The Hidden Cost Every Leveraged-ETF Backtest Ignores

May 19, 2026 · 8 min read · by Christian

A few days ago I posted a comment on r/LETFs with synthetic TQQQ numbers going back to 1999. The numbers were directionally right but absolutely wrong. They overstated buy-and-hold returns by 60% over the past 10 years and overstated the SMA200 filter's Sharpe advantage by a factor of seven.

A commenter asked the obvious question: "does this match Testfolio?" That's when I checked. It didn't, by a lot. This article is the correction, the calibration proof, and the cleaner story that the corrected numbers actually tell.

The bug, in one formula

The standard back-extension approach for synthetic leveraged ETFs is to take the underlying's daily returns and apply the leverage:

daily_return = L × underlying_return − ER / 252

That's what many one-off "what would TQQQ have done in 1999?" backtests use when people roll their own — Reddit threads, blog notebooks, scripts. Testfolio (the canonical reference, which I've used for years) gets it right. My own internal harness for the sma200.trade research didn't, because I built it from scratch instead of reconciling against Testfolio's methodology. The bug was in my code, not in the field's collective understanding. It's missing the third term that real leveraged ETFs pay every single day:

daily_return = L × underlying_return
             − ER / 252
             − (L − 1) × borrow_rate / 252

Mechanically, a 3x ETF holds $300 of underlying exposure for every $100 of investor capital. That extra $200 is financed through swap contracts, and the swap counterparty charges interest. For ProShares' 3x funds the financing rate runs roughly the effective Fed Funds rate plus a 30 to 50 basis point spread.

When short rates are zero (as they were for most of 2009 through 2021), the missing term is basically zero and the simple formula works fine. But when rates are anywhere meaningful, the simple formula starts overstating returns dramatically. At 5% T-bill rates a 3x fund pays roughly 2 × 5% = 10% per year in financing cost that the simple formula ignores. Over a decade, that compounds into a huge gap.
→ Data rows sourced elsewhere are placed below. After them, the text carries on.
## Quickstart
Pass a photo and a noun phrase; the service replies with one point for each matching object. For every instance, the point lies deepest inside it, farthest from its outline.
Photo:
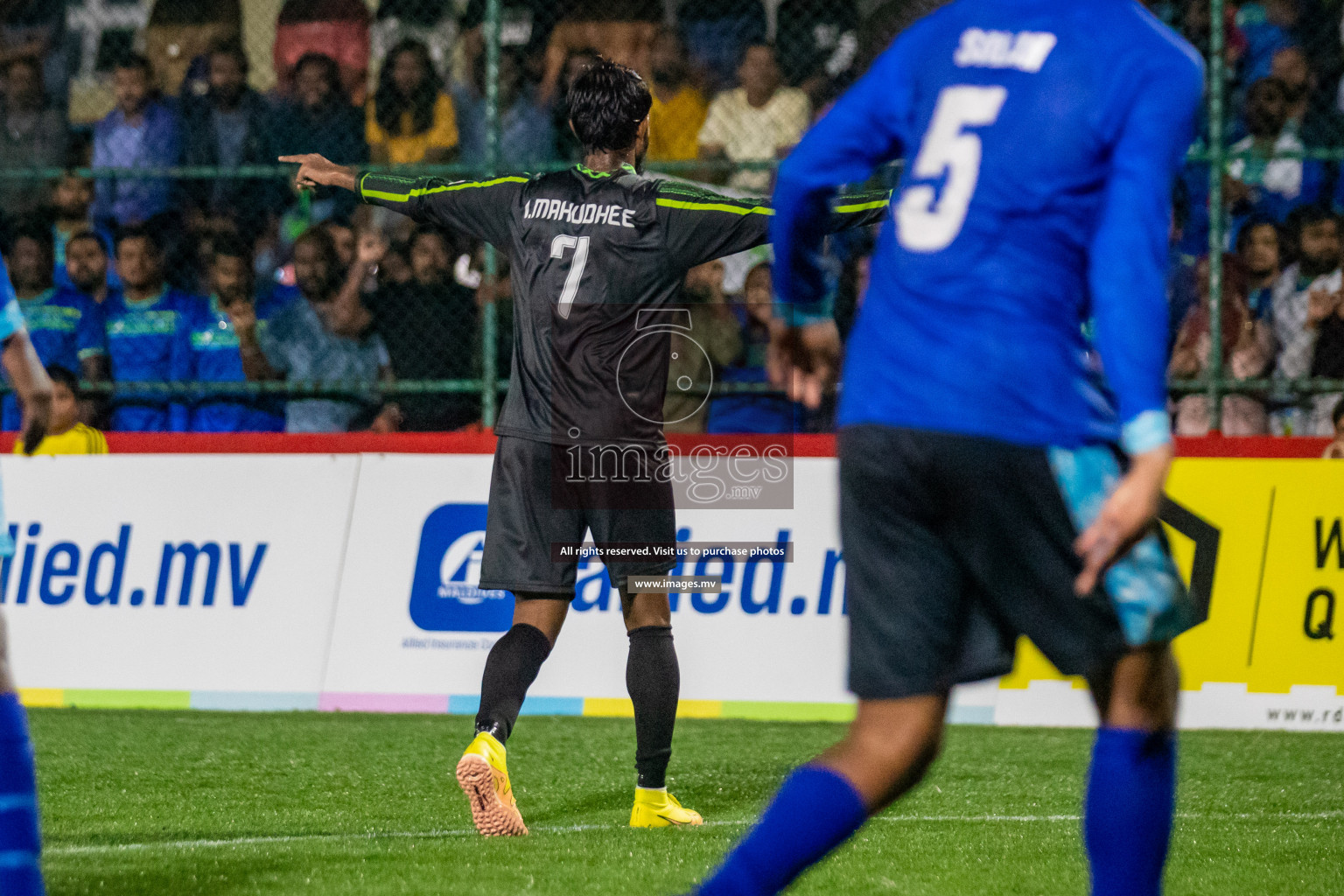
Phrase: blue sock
(1128, 818)
(20, 844)
(815, 812)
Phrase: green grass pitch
(222, 803)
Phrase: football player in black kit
(592, 248)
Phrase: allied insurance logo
(448, 569)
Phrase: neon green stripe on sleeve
(847, 210)
(732, 210)
(429, 191)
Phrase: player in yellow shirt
(65, 434)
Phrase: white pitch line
(571, 830)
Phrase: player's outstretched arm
(316, 171)
(32, 384)
(1126, 280)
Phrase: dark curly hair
(388, 102)
(606, 105)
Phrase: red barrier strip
(483, 442)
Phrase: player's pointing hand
(316, 171)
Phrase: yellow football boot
(660, 808)
(483, 777)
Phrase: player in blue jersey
(65, 326)
(993, 482)
(144, 338)
(214, 349)
(20, 841)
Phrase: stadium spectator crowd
(237, 278)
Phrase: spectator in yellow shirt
(410, 120)
(679, 108)
(66, 436)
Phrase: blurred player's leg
(509, 670)
(890, 746)
(1132, 782)
(20, 843)
(654, 680)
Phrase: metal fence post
(1216, 222)
(489, 315)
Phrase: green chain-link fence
(153, 127)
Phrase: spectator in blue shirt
(87, 268)
(144, 341)
(1266, 180)
(214, 346)
(138, 133)
(527, 133)
(230, 127)
(320, 118)
(72, 200)
(752, 413)
(303, 344)
(65, 326)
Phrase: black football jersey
(597, 265)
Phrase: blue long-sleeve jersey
(1040, 144)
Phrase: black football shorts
(538, 501)
(955, 546)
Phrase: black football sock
(654, 680)
(509, 670)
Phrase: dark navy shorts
(956, 546)
(536, 501)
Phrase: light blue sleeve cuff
(11, 320)
(1146, 431)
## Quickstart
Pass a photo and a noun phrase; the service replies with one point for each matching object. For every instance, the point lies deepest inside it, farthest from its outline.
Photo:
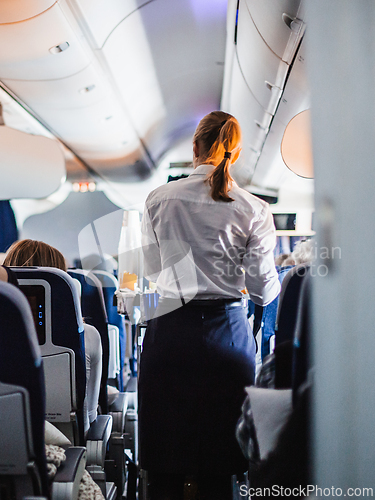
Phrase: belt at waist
(215, 303)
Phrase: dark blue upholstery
(109, 287)
(94, 313)
(301, 360)
(289, 302)
(21, 364)
(67, 325)
(286, 324)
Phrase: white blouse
(198, 248)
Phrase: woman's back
(206, 242)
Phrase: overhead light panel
(59, 48)
(89, 88)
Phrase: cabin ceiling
(118, 82)
(122, 83)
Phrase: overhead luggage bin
(267, 81)
(30, 166)
(20, 10)
(32, 59)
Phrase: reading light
(89, 88)
(59, 48)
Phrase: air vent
(59, 48)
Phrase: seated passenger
(38, 253)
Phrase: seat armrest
(119, 404)
(131, 386)
(118, 411)
(69, 474)
(97, 440)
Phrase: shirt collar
(203, 170)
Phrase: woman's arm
(150, 248)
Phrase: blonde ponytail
(219, 137)
(221, 181)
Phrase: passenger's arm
(261, 276)
(150, 248)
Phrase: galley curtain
(8, 226)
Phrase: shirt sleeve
(150, 248)
(261, 276)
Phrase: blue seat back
(67, 329)
(94, 313)
(109, 286)
(21, 365)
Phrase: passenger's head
(217, 141)
(34, 253)
(303, 252)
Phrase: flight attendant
(204, 240)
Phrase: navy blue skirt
(195, 364)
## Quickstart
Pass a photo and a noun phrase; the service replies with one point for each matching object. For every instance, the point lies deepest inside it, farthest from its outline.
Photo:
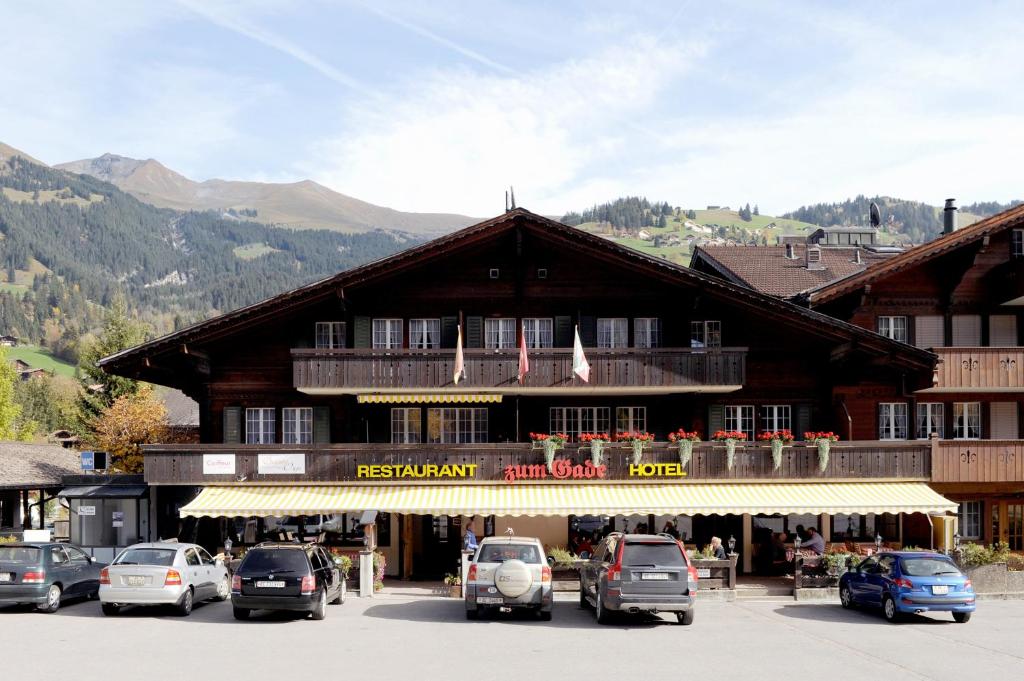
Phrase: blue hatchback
(903, 582)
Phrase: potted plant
(636, 441)
(550, 444)
(777, 439)
(684, 441)
(823, 441)
(730, 437)
(597, 443)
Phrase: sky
(440, 105)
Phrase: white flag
(580, 365)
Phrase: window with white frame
(892, 421)
(930, 419)
(297, 425)
(706, 334)
(739, 418)
(387, 334)
(631, 419)
(612, 332)
(451, 425)
(574, 421)
(330, 335)
(259, 426)
(539, 332)
(969, 517)
(893, 327)
(646, 332)
(967, 420)
(499, 333)
(406, 425)
(776, 417)
(424, 334)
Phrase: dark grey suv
(638, 573)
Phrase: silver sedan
(163, 573)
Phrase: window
(893, 327)
(647, 332)
(967, 420)
(776, 417)
(259, 426)
(424, 334)
(577, 420)
(406, 425)
(740, 418)
(892, 421)
(297, 425)
(706, 334)
(499, 333)
(930, 420)
(612, 332)
(387, 334)
(330, 335)
(631, 419)
(450, 425)
(539, 332)
(969, 516)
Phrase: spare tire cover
(513, 578)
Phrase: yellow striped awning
(560, 500)
(427, 398)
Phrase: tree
(132, 420)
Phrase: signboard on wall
(282, 464)
(218, 464)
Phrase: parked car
(301, 578)
(46, 575)
(163, 573)
(509, 572)
(903, 582)
(638, 573)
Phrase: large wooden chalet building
(339, 397)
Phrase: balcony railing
(978, 461)
(183, 464)
(625, 370)
(979, 369)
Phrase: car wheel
(52, 600)
(320, 611)
(889, 609)
(184, 605)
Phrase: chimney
(949, 217)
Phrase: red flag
(523, 358)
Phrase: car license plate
(654, 576)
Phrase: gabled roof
(754, 301)
(944, 244)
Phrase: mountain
(297, 205)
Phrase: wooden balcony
(182, 464)
(622, 371)
(979, 370)
(978, 461)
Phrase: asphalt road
(403, 637)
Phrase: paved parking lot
(402, 637)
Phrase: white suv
(509, 572)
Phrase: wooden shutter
(450, 331)
(474, 332)
(232, 425)
(563, 332)
(322, 425)
(363, 334)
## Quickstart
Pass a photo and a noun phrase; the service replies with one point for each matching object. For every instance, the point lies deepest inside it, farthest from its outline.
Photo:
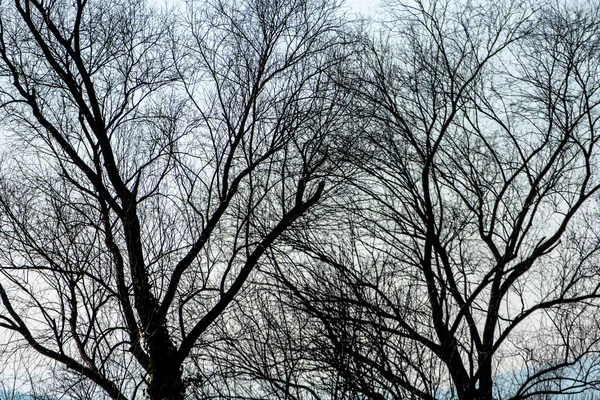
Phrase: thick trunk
(165, 381)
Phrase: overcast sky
(362, 5)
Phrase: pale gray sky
(363, 6)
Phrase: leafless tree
(151, 160)
(464, 264)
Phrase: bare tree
(151, 161)
(465, 263)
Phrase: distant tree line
(276, 199)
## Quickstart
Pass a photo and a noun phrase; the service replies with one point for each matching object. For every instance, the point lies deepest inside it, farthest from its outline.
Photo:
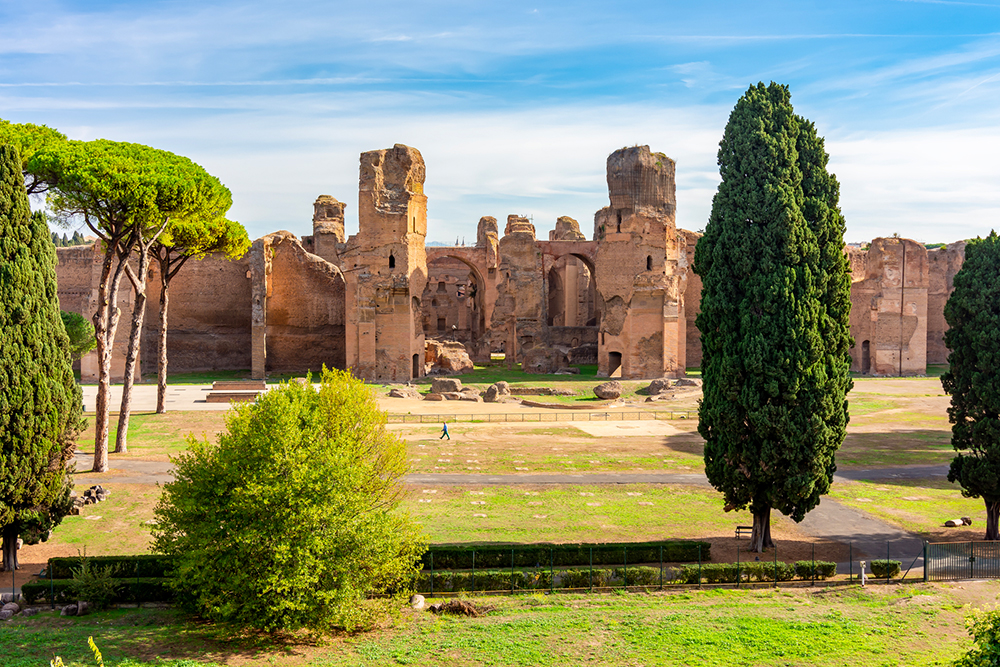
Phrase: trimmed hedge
(500, 580)
(564, 555)
(726, 573)
(144, 565)
(143, 589)
(881, 566)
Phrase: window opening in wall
(614, 364)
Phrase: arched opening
(456, 293)
(614, 364)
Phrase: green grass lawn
(571, 513)
(919, 506)
(874, 627)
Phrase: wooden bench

The calibration: real TQQQ vs both formulas

The cleanest test is to take the formula and apply it to real data over a window where the actual fund exists. Here are real TQQQ, simple-formula synthetic TQQQ, and the borrow-modeled synthetic TQQQ (using ^IRX for the daily T-bill rate plus a 40bps spread) over 2015-01-05 to 2024-12-31:

Synthetic TQQQ vs real TQQQ: calibration of simple-formula and borrow-modeled synthetics against the actual ProShares fund, 2015-2024

Final wealth multiples:

Real TQQQ (ProShares fund): 20.4×
Simple-formula synthetic: 33.0× (+62% overshoot vs real)
Borrow-modeled synthetic: 21.5× (+5% drift vs real)

The simple formula overshoots the real fund by 62%. The borrow-modeled formula tracks within 5%, and that residual gap is plausibly tracking error plus the 40bps spread assumption being a midpoint estimate of ProShares' actual swap pricing. Both fall well within the noise band for research purposes.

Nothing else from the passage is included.